RELIVING HISTORY ON THE RAILS


A visit to the Western Pacific Railroad Museum
in Portola, Plumas County, California

The Western Pacific Railroad was organized on March 3, 1903.  The first spike was hammered in 1906.  On November 1, 1909, the last spike was driven on a steel bridge over Spanish Creek near Keddie, California. 

The WP became the all-weather transcontinental route cresting the Sierra at Beckwourth Summit some 2,000 feet in elevation lower than the Donner Summit Route chosen by the Central Pacific some forty years before.  According to Norman W Holmes in his book “My Western Pacific Railroad,” it is the route the Union Pacific would have selected as they built their line west had not the Big Four and construction engineer Theodore Judah chosen the Donner Route out of Sacramento for the CP.

Today, tracing the historic line of the WP along California’s State Route 70 offers the rider (driver) a spectacular journey up the Feather River Canyon – complete with granite cornices, tumbling water, picturesque trestles – out across glorious high-country meadows and pristine pine forests, and into the subtly beautiful Basin and Range.  From Belden to Blairsden (great pizza place in Blairsden) the route is dotted with quaint villages and towns.  If you haven’t driven Highway 70, do so.

And along the way, be absolutely sure to visit the Western Pacific Railroad Museum (WPRM) in Portola.  The museum is maintained by the Feather River Rail Society for the express purpose of keeping alive the history of the ol’ WP.

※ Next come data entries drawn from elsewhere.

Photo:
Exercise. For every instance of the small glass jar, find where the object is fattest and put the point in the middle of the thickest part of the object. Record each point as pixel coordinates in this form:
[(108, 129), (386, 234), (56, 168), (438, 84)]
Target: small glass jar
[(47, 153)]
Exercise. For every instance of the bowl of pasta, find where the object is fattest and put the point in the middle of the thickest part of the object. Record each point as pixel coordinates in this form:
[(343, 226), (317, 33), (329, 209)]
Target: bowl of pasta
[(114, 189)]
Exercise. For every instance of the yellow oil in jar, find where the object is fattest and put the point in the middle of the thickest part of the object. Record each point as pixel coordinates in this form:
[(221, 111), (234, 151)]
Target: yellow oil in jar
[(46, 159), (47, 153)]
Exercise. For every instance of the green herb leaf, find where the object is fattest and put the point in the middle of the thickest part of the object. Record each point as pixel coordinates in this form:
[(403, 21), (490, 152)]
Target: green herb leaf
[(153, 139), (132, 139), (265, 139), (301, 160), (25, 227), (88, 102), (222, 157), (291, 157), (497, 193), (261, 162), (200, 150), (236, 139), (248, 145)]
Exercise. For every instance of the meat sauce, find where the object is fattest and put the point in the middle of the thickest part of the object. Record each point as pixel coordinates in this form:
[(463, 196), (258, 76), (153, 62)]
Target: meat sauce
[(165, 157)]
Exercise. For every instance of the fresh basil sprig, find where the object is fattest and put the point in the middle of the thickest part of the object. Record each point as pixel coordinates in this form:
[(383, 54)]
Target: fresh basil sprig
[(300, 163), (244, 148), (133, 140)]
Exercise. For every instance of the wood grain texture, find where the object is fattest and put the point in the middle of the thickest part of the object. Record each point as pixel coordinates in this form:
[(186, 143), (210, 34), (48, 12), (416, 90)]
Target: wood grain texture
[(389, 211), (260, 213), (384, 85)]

Here are a few shots of what you’ll find:


Volunteers have collected aging rolling stock some of which dates back nearly 100 years. 

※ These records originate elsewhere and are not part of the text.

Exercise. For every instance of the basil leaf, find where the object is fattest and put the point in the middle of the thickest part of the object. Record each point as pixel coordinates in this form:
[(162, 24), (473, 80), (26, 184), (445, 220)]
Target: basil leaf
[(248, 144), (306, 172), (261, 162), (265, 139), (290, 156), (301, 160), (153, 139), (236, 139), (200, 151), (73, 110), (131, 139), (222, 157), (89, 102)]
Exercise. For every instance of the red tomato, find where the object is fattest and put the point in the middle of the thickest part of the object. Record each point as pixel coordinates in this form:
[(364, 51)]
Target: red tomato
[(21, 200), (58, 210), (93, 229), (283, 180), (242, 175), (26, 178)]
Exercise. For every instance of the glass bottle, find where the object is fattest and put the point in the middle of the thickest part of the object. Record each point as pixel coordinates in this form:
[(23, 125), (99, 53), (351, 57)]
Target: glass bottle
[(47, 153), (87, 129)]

What cargo may have passed through this door?


How many times did this hinge squeak open?

The collection of diesel locomotives is beyond expansive.  Many hold the fading livery of one of the WPs four paint schemes.  Others represent lines the WP purchased during its heyday like this Sacramento Northern road switcher. 

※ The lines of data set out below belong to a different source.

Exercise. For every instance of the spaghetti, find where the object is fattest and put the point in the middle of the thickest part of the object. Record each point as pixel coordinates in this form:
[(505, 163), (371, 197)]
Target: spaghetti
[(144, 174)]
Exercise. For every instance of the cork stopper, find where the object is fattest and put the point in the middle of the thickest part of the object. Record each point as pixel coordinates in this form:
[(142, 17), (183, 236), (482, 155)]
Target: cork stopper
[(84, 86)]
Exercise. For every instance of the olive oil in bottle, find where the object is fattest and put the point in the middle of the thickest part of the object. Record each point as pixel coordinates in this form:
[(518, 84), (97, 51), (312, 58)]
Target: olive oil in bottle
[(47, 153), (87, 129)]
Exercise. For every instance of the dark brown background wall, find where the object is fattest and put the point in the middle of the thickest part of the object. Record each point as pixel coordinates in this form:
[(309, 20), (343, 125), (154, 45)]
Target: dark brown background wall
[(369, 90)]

I recall watching this very engine roll up Main Street in Chico when I was a kid (often colliding with automobiles driven by motorists who mistakenly thought a 100 tons of locomotive and freight could stop any time soon.)

This yard unit spent its final years near Quincy working a short line associated with a lumber mill…


… but a close up look at the aging paint reveals that there is likely a bit more to its history.


Looks sorta like an interesting quilt square, now doesn't it?


Although the grade was only 1.2 percent or less, the WP used their Portola yards as a point where extra motive power was released after the pull up the canyon from Oroville.  A shop was built here early on but abandoned when maintenance operations were consolidated to Stockton.  Decaying with busted out windows and without power, the building came into the hands of the non-profit. 

Here, the volunteers have established displays including road signs…


…and cargo.


They also use the shop as, well, a shop.  Currently, a steam locomotive is undergoing restoration.

Staffed mainly by volunteers, one gentleman we spoke with gave new meaning to the term “Postman’s Holiday.” A three-trip-per-week engineer on the UP line from Sparks to Elko, he lives locally and spends his weekends and vacations working on the antique equipment and visiting with wayfarers ensuring that the history of the WP is not lost.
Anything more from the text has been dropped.